Why ads are a problem - nononoxd
http://typed.pw/a/26
======
manigandham
This is a rather shallow article with barely any real points. Talking about
all those externalities only serves to create noise rather than support any
arguments against the ad model. You can just as easily argue that images and
CSS should be removed to save even more bandwidth and processing power. Why
even go online at all actually when you can get a newspaper for a few cents?

Here's the reality - We only have 2 options to enable the value exchange of
content: direct (via you moving funds to the publisher) or in-direct
(monetizing through ads). It's a binary choice. It's one or the other, that's
it. There's no magic 3rd option that's available (today).

Here are a few reasons why advertising is still a better model:

\- It's fast. Faster than money transfer.

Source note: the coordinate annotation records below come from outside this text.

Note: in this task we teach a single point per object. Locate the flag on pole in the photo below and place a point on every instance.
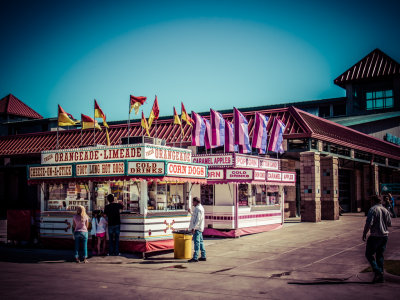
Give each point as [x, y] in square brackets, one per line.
[241, 129]
[177, 120]
[208, 135]
[155, 112]
[260, 133]
[199, 130]
[245, 148]
[108, 137]
[185, 117]
[98, 113]
[145, 125]
[230, 137]
[136, 102]
[89, 123]
[276, 139]
[65, 119]
[217, 128]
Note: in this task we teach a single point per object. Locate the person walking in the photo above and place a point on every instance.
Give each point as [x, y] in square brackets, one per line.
[114, 224]
[197, 228]
[392, 203]
[80, 228]
[378, 221]
[101, 227]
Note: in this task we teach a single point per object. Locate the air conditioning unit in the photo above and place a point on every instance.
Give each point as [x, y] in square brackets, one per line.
[142, 140]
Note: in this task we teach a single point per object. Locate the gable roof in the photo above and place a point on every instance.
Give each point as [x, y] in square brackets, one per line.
[329, 131]
[375, 65]
[11, 105]
[299, 124]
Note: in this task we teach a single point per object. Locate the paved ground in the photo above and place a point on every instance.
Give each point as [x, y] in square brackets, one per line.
[301, 261]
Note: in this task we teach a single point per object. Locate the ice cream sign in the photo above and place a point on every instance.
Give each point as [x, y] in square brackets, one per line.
[215, 174]
[50, 171]
[186, 170]
[241, 174]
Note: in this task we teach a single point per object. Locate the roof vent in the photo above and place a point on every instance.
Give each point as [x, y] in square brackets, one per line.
[142, 140]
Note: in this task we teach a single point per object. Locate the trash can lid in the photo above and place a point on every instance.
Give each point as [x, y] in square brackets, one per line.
[182, 231]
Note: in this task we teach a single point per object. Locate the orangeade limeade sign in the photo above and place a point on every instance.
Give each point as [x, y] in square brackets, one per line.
[123, 152]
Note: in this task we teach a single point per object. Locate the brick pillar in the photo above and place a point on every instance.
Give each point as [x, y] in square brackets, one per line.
[310, 187]
[290, 191]
[358, 189]
[370, 184]
[329, 188]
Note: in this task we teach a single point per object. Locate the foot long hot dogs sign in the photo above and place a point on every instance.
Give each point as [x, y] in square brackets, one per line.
[127, 160]
[122, 152]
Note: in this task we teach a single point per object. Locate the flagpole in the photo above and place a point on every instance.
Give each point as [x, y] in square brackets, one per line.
[272, 126]
[234, 130]
[180, 145]
[129, 119]
[57, 134]
[94, 126]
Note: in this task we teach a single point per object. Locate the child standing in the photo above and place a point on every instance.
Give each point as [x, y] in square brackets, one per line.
[93, 233]
[101, 226]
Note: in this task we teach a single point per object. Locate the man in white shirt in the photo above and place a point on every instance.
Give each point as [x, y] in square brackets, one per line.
[197, 228]
[377, 223]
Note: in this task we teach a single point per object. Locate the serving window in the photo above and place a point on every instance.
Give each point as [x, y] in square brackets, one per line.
[266, 195]
[66, 196]
[126, 191]
[207, 194]
[165, 196]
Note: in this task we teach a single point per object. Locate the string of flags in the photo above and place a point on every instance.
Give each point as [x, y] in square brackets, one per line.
[209, 133]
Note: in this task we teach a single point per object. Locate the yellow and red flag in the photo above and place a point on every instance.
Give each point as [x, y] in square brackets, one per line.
[177, 120]
[185, 117]
[65, 119]
[155, 112]
[145, 125]
[89, 123]
[136, 102]
[98, 113]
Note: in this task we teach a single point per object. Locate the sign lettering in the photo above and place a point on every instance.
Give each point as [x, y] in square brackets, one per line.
[50, 171]
[100, 169]
[146, 168]
[186, 170]
[274, 176]
[215, 174]
[259, 175]
[241, 174]
[123, 152]
[214, 160]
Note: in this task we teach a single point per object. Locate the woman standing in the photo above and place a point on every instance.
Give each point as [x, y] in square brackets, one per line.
[80, 225]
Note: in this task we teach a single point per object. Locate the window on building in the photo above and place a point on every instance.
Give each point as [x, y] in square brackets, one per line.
[339, 110]
[379, 99]
[324, 111]
[207, 194]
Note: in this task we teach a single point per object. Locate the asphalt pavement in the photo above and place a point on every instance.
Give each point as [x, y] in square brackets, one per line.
[321, 260]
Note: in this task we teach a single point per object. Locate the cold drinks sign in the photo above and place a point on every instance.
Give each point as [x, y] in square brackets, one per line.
[123, 152]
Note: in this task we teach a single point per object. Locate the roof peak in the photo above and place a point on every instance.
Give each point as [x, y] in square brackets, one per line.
[11, 105]
[376, 64]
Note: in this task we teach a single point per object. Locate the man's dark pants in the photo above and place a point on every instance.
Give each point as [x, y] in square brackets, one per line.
[113, 235]
[376, 245]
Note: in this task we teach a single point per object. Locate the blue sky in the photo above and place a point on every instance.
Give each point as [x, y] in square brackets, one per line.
[208, 54]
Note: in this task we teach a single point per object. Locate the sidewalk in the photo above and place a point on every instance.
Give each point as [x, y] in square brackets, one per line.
[303, 260]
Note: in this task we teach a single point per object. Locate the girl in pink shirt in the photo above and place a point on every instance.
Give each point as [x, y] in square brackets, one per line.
[80, 228]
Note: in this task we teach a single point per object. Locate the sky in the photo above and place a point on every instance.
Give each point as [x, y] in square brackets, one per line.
[206, 54]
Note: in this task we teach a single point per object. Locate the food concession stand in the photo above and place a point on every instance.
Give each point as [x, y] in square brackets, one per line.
[153, 182]
[244, 194]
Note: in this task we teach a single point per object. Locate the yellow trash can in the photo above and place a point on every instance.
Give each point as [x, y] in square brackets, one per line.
[182, 244]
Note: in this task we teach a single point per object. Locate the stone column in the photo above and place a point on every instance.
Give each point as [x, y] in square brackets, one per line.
[329, 188]
[370, 184]
[310, 187]
[290, 191]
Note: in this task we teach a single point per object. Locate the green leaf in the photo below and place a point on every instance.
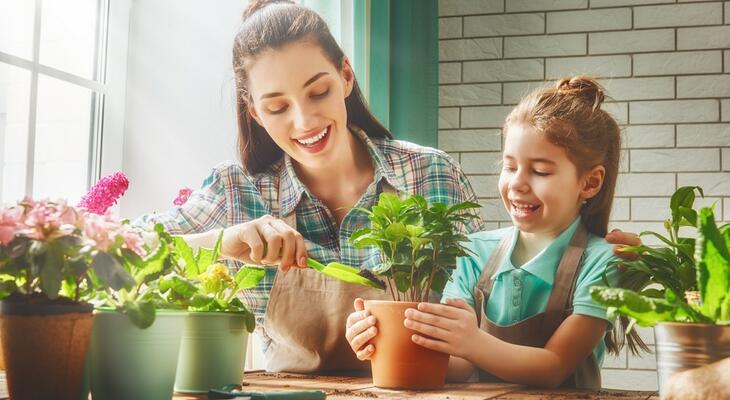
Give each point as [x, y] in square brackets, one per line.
[647, 311]
[51, 273]
[185, 252]
[250, 322]
[713, 265]
[141, 313]
[396, 232]
[249, 277]
[110, 272]
[383, 267]
[153, 263]
[201, 302]
[180, 286]
[689, 216]
[7, 288]
[683, 197]
[402, 281]
[206, 257]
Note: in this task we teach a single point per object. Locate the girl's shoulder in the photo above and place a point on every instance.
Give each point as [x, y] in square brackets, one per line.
[598, 248]
[483, 243]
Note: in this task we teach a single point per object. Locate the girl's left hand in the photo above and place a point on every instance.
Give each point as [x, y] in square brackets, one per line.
[449, 328]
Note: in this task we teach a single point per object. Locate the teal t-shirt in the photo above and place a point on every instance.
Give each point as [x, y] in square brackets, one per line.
[519, 293]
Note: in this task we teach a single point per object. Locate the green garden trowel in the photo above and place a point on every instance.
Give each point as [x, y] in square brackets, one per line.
[347, 274]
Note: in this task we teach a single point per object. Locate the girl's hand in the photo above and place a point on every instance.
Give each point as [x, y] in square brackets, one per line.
[449, 328]
[360, 328]
[266, 240]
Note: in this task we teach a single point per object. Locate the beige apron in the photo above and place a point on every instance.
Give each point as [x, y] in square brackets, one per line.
[537, 330]
[305, 319]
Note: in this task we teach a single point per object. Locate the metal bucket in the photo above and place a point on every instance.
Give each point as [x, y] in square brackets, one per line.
[680, 347]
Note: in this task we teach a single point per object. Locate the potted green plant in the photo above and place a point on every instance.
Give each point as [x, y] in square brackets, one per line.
[681, 288]
[137, 333]
[216, 330]
[50, 268]
[419, 244]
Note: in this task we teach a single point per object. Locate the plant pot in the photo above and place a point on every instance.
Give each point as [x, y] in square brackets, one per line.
[398, 363]
[681, 346]
[132, 363]
[44, 345]
[212, 352]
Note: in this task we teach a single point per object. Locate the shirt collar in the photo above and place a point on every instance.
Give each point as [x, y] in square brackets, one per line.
[545, 264]
[292, 189]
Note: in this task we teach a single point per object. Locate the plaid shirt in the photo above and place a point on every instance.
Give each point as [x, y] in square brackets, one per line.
[229, 197]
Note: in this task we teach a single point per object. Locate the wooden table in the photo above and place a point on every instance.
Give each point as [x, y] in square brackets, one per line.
[352, 388]
[362, 388]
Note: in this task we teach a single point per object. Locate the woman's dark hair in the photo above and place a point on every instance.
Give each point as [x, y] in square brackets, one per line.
[273, 24]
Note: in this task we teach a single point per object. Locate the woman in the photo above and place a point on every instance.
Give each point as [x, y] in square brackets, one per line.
[310, 152]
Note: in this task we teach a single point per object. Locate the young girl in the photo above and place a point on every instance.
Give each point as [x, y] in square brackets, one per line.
[535, 322]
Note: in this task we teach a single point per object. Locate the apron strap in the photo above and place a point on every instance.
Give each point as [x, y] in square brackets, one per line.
[565, 280]
[483, 288]
[289, 219]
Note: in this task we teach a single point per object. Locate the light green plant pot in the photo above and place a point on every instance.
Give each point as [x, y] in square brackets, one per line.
[212, 353]
[132, 363]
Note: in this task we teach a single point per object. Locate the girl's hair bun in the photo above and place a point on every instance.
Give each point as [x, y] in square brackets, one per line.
[255, 5]
[583, 87]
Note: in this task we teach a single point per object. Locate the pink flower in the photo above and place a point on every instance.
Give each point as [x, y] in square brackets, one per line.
[45, 219]
[9, 224]
[100, 229]
[182, 196]
[105, 193]
[107, 232]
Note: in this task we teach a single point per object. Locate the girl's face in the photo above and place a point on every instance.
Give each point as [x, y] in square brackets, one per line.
[298, 96]
[540, 187]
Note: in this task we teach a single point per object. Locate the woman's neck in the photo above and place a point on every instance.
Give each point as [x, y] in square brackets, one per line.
[344, 180]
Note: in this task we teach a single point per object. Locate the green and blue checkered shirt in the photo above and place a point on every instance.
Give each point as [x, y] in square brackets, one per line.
[229, 196]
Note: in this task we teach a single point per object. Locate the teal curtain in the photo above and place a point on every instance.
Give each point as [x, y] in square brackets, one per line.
[394, 51]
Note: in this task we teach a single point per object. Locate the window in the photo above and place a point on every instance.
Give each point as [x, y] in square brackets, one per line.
[52, 94]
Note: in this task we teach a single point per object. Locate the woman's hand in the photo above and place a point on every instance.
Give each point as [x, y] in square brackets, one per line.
[360, 328]
[622, 239]
[449, 328]
[265, 241]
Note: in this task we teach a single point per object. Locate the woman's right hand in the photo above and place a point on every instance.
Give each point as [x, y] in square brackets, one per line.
[360, 329]
[265, 241]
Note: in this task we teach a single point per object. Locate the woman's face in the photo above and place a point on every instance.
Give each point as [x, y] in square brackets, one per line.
[298, 96]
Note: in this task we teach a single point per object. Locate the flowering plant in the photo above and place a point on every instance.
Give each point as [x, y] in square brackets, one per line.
[201, 283]
[49, 249]
[182, 196]
[105, 193]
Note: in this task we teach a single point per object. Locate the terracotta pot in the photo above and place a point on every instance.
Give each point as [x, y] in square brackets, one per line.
[681, 347]
[44, 346]
[398, 363]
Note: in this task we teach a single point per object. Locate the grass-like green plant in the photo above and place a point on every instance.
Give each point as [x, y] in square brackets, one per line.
[655, 282]
[418, 243]
[200, 283]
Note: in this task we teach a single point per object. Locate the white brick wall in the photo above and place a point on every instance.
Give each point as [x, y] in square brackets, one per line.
[666, 66]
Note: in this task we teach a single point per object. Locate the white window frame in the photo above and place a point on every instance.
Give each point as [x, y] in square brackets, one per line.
[108, 87]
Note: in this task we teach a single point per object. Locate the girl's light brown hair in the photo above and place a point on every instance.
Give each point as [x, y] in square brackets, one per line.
[569, 115]
[273, 24]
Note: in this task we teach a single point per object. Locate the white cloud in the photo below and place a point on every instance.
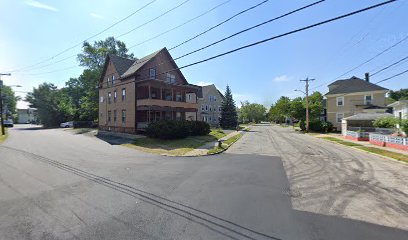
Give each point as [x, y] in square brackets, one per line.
[95, 15]
[282, 78]
[37, 4]
[202, 83]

\- It's efficient. Money is not cheap to transfer, even today.

\- It's passive. No mental energy expended or decision making required.

\- It's anonymous. No need for payment details or 3rd party to handle funds.

\- It's secure. Again no need for payment information, there's not much ads
can do. (Malware is a different problem.)

\- It's accessible. Your wealth doesn't determine the amount of content you
can get. Everyone can access everything equally.

This is fundamentally a question of human behavior and the common reaction is
to take things for free when possible. People just do not value content that
highly, if at all. You can already see the reaction to rising rates for
netflix and spotify even though they provide so much value, certainly more
than an equally priced cup of coffee.

Add to that the amount of willpower and decisioning it requires to judge
whether a piece of content is worth it or not and it's clear that this is not
a scalable system. Perhaps a "cable subscription" for the internet with time-
based billing for each domain might be something that works as a direct-
payment option in the future but this is a massive technical, security and
privacy challenge the way things are now.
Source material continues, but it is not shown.